The free market place could not support wind turbine costs but your tax dollars will and be “justified” with the OBAMA buffoon system. This is a new “science”. To replace the old one that is now inoperative.
Also it will be supported by the energy bill Cap and Trade system of the brilliant scientist Algore and the other “Ivy League” affirmative action housing crisis boys who want to create a new market option—energy credits that can be bought and sold with “commissions” no less.
This is even a better scheme to lift money from taxpayers and investors than “churning” stocks. They may be affirmative action but they know how to calculate their commissions. Algore will become more and more like the fat dumb pig he really is.
I was born on a farm in Kansas that had a small wind turbine generator. It got disconnected as soon as we were wired to the grid. It was much less efficient than the 34% efficiency of current technology.
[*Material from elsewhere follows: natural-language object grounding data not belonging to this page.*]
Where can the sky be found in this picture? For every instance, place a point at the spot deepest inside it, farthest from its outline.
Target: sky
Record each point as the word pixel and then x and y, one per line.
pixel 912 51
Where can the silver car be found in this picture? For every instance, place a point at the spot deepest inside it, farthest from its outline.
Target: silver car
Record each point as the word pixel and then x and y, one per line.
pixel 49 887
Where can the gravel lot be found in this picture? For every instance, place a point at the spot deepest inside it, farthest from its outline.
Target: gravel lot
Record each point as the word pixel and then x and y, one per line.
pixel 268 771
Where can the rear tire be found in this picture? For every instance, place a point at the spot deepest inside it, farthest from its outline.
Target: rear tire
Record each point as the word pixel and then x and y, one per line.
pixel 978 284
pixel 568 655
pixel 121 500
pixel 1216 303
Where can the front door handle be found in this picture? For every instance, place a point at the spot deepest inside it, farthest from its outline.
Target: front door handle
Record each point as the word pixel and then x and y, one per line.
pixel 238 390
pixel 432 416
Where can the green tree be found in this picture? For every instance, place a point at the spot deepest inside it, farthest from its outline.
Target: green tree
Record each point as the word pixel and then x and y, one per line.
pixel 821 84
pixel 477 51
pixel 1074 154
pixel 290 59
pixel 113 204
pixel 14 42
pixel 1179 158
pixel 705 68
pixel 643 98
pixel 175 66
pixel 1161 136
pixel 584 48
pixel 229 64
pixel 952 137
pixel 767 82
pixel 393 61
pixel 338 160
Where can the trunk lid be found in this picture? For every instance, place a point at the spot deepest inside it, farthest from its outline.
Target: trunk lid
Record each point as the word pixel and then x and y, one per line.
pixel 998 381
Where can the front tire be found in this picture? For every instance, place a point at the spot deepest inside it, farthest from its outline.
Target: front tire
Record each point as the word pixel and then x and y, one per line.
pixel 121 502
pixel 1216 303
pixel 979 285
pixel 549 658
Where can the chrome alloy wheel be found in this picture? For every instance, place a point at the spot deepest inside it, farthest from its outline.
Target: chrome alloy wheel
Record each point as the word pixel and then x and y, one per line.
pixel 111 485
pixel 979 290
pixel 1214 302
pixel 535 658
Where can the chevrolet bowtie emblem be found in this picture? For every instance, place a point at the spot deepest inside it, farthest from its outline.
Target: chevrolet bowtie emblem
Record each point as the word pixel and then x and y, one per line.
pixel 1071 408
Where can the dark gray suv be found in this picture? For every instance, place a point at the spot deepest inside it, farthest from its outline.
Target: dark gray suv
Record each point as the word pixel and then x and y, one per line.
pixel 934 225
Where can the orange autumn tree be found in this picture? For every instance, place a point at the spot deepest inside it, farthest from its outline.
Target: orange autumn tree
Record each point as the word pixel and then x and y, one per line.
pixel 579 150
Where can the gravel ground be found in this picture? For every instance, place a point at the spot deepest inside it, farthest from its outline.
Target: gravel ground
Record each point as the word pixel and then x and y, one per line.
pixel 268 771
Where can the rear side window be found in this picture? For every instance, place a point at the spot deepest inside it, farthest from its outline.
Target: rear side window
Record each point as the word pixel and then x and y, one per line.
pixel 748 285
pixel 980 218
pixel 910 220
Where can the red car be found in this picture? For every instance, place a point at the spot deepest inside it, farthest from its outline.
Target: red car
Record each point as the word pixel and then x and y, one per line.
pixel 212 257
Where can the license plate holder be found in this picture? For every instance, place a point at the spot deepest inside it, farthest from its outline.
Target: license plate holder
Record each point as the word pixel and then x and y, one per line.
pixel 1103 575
My dad got tired of climbing the tower to maintain it also.
Enough wind turbines’ on a TB Pickens wind farm would cause a more detrimental warming of the globe than burning carbon fuel.
Of course as noted it has to be subsidized by tax credits and money from the real utilities to be able to accomplish this “warming”.
When carbon fuel is burned it gives off CO2 and water vapor as combustion products. Water vapor does cool the air when it changes state from water (liquid) to vapor. A chemical process of restoration happens when carbon fuel is burned. The CO2 products of combustion feeds the plants. And the water vapor is returned to the atmosphere where it originally came from just as the CO2 came from plant life millions of years old that was turned to oil or coal. It’s stored energy was released back to where it came from.
Burning carbon based fuel adds chemicals back into the global system from where they came. Wind turbines simply put sensible heat into the air. It is dumb heat up to no good.
You like most dumbed down Americans have not learned any thing at all about the CO2 life cycle for plants and animals. Or what heat is and how it is made or not made. So much for PC “science”, union teachers, and PC indoctrination and the affirmative action buffoon that is now the POTUS, along with Algore the Fat.
Don’t let my criticism of you stop you from asking questions. I know you have to protect your fragile self image. Bit down hard on a stick. However you did bring up a very good point that I wanted to answer with additional points.
Isn’t what they taught you in school– Win lose or draw you are a winner! You may be ignorant– maybe, but a winner and the good teachers have maintained your self image. However inaccurate it may be. However much it hurts you in the long run.
I will let you criticize my spelling and not feel a thing. At my age I forgot what I learned when spelling. It comes from using a computer and spell check. Sometimes spell check even puts words into my “mouth.” that were not intended.
Since we are all in the same boat, a boat that is starting to crack up you can’t afford to stay made very long.
Jun 27, 2009 - 8:51 am 114. Marc Malone:#112 Jack Marcotte – I will continue to laugh, thank you, despite your scolding. See, I understand that mockery is a very powerful weapon against thin-skinned tyrants. It also offers plausible feniability. What? Who? Me? Not mee-ee!
Often mockery drives home the point better than any other message.
Btw, thanks for the explanation of the heat exchange in post #113. I will find it useful for future arguments.